Tukang PHP, aku terkenal dengan image itu. Aku selalu bersikap ramah di depan pria-pria yang menunjukkan ketertarikan padaku. Bukankah hal yang wajar jika aku ingin bersikap baik di depan orang lain. Tapi sepertinya para pria itu selalu salah paham denganku.
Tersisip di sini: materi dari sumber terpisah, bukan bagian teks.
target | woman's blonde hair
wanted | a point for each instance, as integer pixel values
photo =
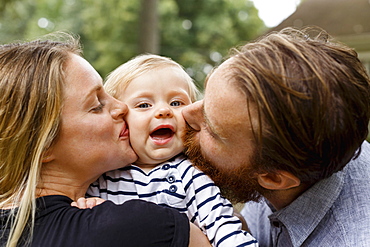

Mereka terlalu cepat menyimpulkan bahwa sedang jatuh cinta ketika mulai tertarik dengan seorang wanita. Dan apa salahku jika menolak mereka semua, menganggapku sombong, sok jual mahal, atau apalah lagi aku tidak perdulikarena aku bukan orang yang gampang menaruh perasaan pada seseorang. Dalam seminggu ada saja yang menyatakan perasaan padaku, sepertinya ada perkumpulan yang sedang bertaruh mendapatkan aku, karena rasanya tidak mungkin hampir separuh isi kampus menyatakan telah jatuh cinta padaku. Ya, aku menganggap diriku seperti piala yang berusaha diperebutkan oleh mereka.

Seseorang mengantarkan makanan kepadaku, tapi ada yang aneh. Ini menu yang berbeda, aku tidak pernah memesan salad, pasti ada yang salah. Aku berdiri untuk memastikan, tapi kakiku tak jadi melangkah ketika kutemukan secarik kertas di atas nampan. Aku membukanya dan hanya ada tulisan bertinta emas.

"Junk food sangat tidak cocok untukmu. Makanan sehat adalah yang terbaik untuk wanita semahal dirimu."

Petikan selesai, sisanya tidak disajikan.